Detto questo, compresa cioè la ragione per cui la Doobie Shea e le molte altre etichette bluegrass minori non arrivano da noi (almeno fino a quando diverranno veramente concorrenziali rispetto alle altre) andiamo a parlare del catalogo della piccola casa di Tim Austin.
Si, é lui l’artefice, l’ideatore e il motore della Doobie Shea Records di Boones Mill, Virginia, il piccolo Tim Austin che molti anni addietro ha fondato uno dei gruppi bluegrass più acclamati d’America, la Lonesome River Band.
Per questa formazione ha suonato la chitarra e definito il sound, ancora oggi marchio di fabbrica del gruppo, un sound che si riscontra in molti dischi di altri artisti che riportano il suo nome in qualità di ‘producer’ o ‘sound engineer’. Tim Austin durante i suoi ultimi anni con la LRB ha parallelamente condotto queste attività, avvalendosi del suo personale studio dl incisione (i Doobie Shea Studios per l’appunto), fino a rendersi conto che i risultati erano tali da essere sempre più richiesto per questi ruoli.
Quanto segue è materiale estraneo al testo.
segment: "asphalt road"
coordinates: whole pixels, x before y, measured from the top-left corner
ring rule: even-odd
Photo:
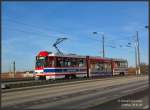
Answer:
[[[111,100],[137,93],[146,88],[148,88],[148,76],[87,81],[2,93],[1,106],[7,110],[23,108],[49,110],[87,110],[92,108],[93,110],[101,108],[100,105]]]
[[[87,110],[149,109],[149,89],[129,94]]]

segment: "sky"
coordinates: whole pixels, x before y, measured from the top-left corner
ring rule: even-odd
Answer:
[[[141,62],[148,64],[147,2],[3,2],[2,72],[34,70],[35,56],[42,50],[124,58],[135,66],[134,40],[139,32]],[[93,32],[98,32],[94,35]],[[126,45],[131,43],[131,47]]]

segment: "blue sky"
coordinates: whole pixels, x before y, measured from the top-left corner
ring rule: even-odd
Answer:
[[[141,62],[148,63],[147,24],[147,2],[3,2],[2,72],[14,60],[17,71],[33,70],[38,52],[56,52],[52,44],[59,37],[68,38],[59,45],[64,53],[102,56],[101,32],[106,57],[134,66],[134,48],[126,45],[139,31]]]

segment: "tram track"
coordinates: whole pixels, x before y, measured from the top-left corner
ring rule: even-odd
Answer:
[[[137,80],[138,79],[138,80]],[[137,80],[137,81],[136,81]],[[137,88],[139,86],[143,86],[148,83],[148,81],[144,81],[145,78],[137,78],[130,77],[125,79],[116,79],[116,80],[97,80],[95,82],[87,82],[87,83],[78,83],[73,85],[64,85],[64,86],[55,86],[55,87],[47,87],[43,89],[37,90],[25,90],[24,94],[22,91],[10,92],[2,94],[2,105],[10,106],[14,108],[18,107],[30,107],[30,106],[38,106],[38,104],[52,103],[58,104],[58,102],[62,102],[63,100],[78,100],[78,98],[84,98],[87,96],[93,96],[94,94],[101,94],[100,92],[107,93],[108,90],[115,90],[115,88],[124,88],[128,86],[128,90]],[[140,81],[140,82],[138,82]],[[120,83],[118,83],[120,82]],[[123,91],[126,89],[124,88]],[[115,93],[115,91],[114,91]],[[73,98],[73,99],[72,99]]]
[[[97,80],[111,80],[112,78],[126,78],[126,77],[134,77],[133,75],[128,76],[113,76],[113,77],[96,77],[96,78],[78,78],[78,79],[69,79],[69,80],[40,80],[40,81],[27,81],[27,82],[16,82],[16,83],[9,83],[8,88],[2,89],[2,93],[5,92],[13,92],[13,91],[21,91],[21,90],[28,90],[28,89],[38,89],[44,87],[53,87],[53,86],[61,86],[61,85],[68,85],[68,84],[75,84],[75,83],[85,83]],[[137,76],[142,77],[142,76]]]

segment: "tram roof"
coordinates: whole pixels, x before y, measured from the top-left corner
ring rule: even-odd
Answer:
[[[42,51],[41,53],[45,53],[46,51]],[[56,57],[72,57],[72,58],[86,58],[87,55],[77,55],[77,54],[63,54],[60,55],[58,53],[52,53],[52,52],[47,52],[48,56],[56,56]],[[103,58],[101,56],[89,56],[91,59],[104,59],[104,60],[113,60],[113,61],[127,61],[126,59],[121,59],[121,58]]]

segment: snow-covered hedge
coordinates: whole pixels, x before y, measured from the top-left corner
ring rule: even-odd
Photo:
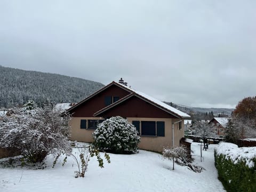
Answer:
[[[137,152],[140,141],[134,125],[120,116],[112,117],[99,124],[93,137],[93,145],[99,149],[118,154]]]
[[[219,178],[227,191],[256,189],[256,147],[222,142],[215,148],[214,157]]]

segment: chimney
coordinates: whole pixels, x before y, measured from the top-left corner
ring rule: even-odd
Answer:
[[[119,82],[118,82],[119,83],[121,83],[121,84],[124,84],[124,80],[123,80],[123,78],[121,77],[121,78],[119,80]]]

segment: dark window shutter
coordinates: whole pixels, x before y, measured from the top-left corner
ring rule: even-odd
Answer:
[[[102,123],[105,120],[103,120],[103,119],[99,120],[99,124]]]
[[[109,106],[112,103],[112,97],[105,96],[105,105],[106,106]]]
[[[164,122],[156,122],[157,136],[164,137]]]
[[[142,121],[141,135],[156,136],[156,122]]]
[[[86,119],[81,119],[80,129],[86,129]]]
[[[88,120],[88,129],[97,129],[98,120]]]
[[[114,102],[117,101],[119,99],[119,96],[114,96],[113,97],[113,101]]]
[[[140,121],[133,121],[132,124],[136,127],[139,134],[140,134]]]

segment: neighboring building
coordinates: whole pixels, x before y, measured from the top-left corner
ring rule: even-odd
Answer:
[[[59,110],[61,112],[64,112],[65,110],[68,110],[71,107],[75,105],[75,103],[57,103],[54,107],[54,109]]]
[[[164,146],[179,145],[184,137],[183,120],[189,115],[123,82],[113,82],[67,110],[73,114],[71,139],[92,142],[98,123],[121,116],[136,127],[140,149],[162,151]]]
[[[223,136],[228,123],[226,117],[214,117],[209,123],[213,123],[216,129],[216,134],[219,136]]]

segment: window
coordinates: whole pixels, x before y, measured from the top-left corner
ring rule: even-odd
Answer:
[[[112,97],[111,96],[106,96],[105,99],[105,105],[109,106],[112,103]]]
[[[99,123],[103,122],[105,120],[88,120],[88,129],[96,129]]]
[[[178,125],[178,127],[179,130],[181,130],[182,128],[181,125],[182,125],[182,122],[180,121],[180,122],[179,122],[179,125]]]
[[[80,129],[86,129],[86,119],[81,119],[80,122]]]
[[[132,124],[140,133],[140,122],[133,121]],[[165,137],[164,122],[141,121],[141,135]]]
[[[164,137],[164,122],[156,122],[156,135]]]
[[[119,99],[119,96],[114,96],[113,97],[113,102],[117,101]]]
[[[132,124],[134,125],[134,126],[136,127],[136,130],[137,130],[137,132],[139,133],[139,134],[140,134],[140,121],[133,121]]]
[[[117,101],[120,99],[119,96],[105,96],[105,103],[106,106]]]
[[[141,135],[156,136],[156,122],[142,121]]]

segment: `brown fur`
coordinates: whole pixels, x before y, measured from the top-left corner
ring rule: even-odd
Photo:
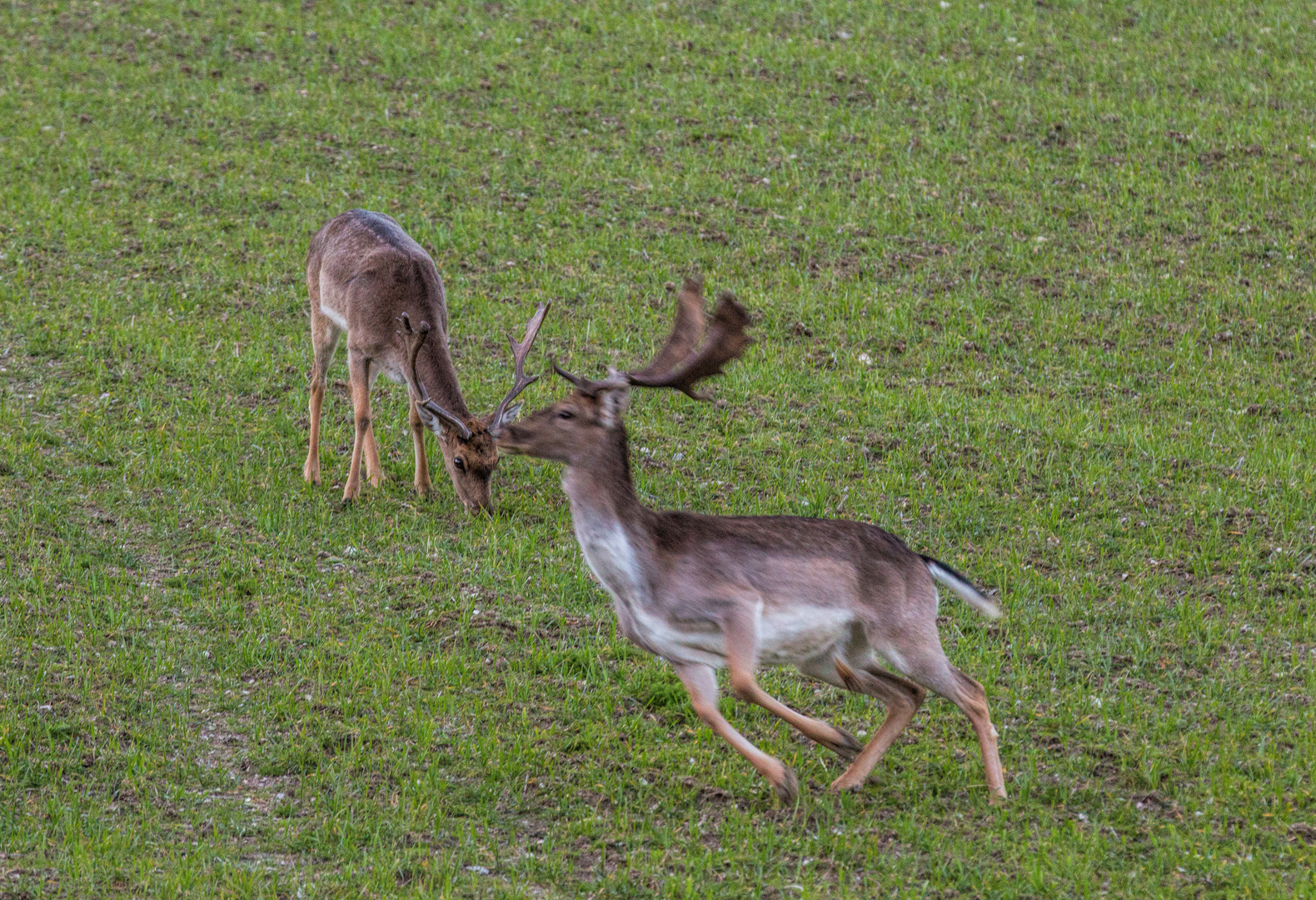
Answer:
[[[371,486],[383,471],[370,412],[370,389],[383,372],[391,380],[417,380],[433,392],[434,401],[465,424],[463,436],[450,422],[426,409],[417,409],[411,384],[409,425],[416,455],[416,491],[430,491],[425,432],[438,438],[443,464],[457,496],[468,512],[491,505],[490,480],[497,466],[497,447],[490,436],[494,413],[472,416],[466,407],[457,371],[447,351],[447,303],[434,262],[391,217],[351,209],[329,220],[311,239],[307,254],[307,291],[311,295],[311,342],[315,363],[311,374],[311,447],[303,475],[320,483],[320,408],[324,403],[329,363],[343,332],[347,333],[347,372],[355,420],[351,467],[343,500],[361,493],[361,463]],[[328,312],[326,312],[328,311]],[[434,333],[416,357],[415,379],[409,372],[407,342],[399,336],[399,317],[426,322]],[[337,322],[334,320],[338,320]],[[345,324],[343,328],[341,324]],[[503,418],[511,420],[517,408]]]
[[[699,717],[783,800],[795,799],[795,774],[721,716],[717,668],[729,668],[737,697],[853,761],[832,783],[837,791],[863,786],[926,691],[934,691],[969,716],[991,799],[1005,796],[987,695],[946,661],[937,634],[933,578],[958,575],[861,522],[644,507],[632,484],[622,425],[629,387],[620,379],[569,378],[578,386],[571,396],[496,432],[499,446],[566,464],[562,487],[576,539],[613,597],[621,632],[671,662]],[[967,591],[975,605],[995,612],[971,586]],[[873,696],[886,704],[887,718],[862,746],[844,729],[767,695],[754,678],[761,663],[795,664],[805,675]]]

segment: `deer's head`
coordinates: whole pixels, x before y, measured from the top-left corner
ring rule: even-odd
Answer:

Ha scelto di lasciare la strada per una professione che gli permette di rimanere impegnato full-time in ambito bluegrass, ma anche vicino alla propria famiglia.
La Doobie Shea Records, Inc. é stata ufficialmente fondata nell’estate del 1996, e il primo disco, un tributo agli Stanley Brothers, é stato stampato nell’autunno dello stesso anno. Nei tre anni successivi ha pubblicato una decina di dischi, alcuni dei quali sono stati ritenuti tra i migliori dell’anno in cui sono usciti. Dell’intero catalogo mi mancano purtroppo Christmas At Doobie Shea del Tony Williamson Trio, Let Us Cross The River, sempre di Williamson e l’omonimo di Scottie Sparks. Posso però parlarvi degli altri sei, e mi accingo a farlo.
Artisti Vari – The Stanley Tradition – Tribute To A Bluegrass Legacy (DS CD 1001)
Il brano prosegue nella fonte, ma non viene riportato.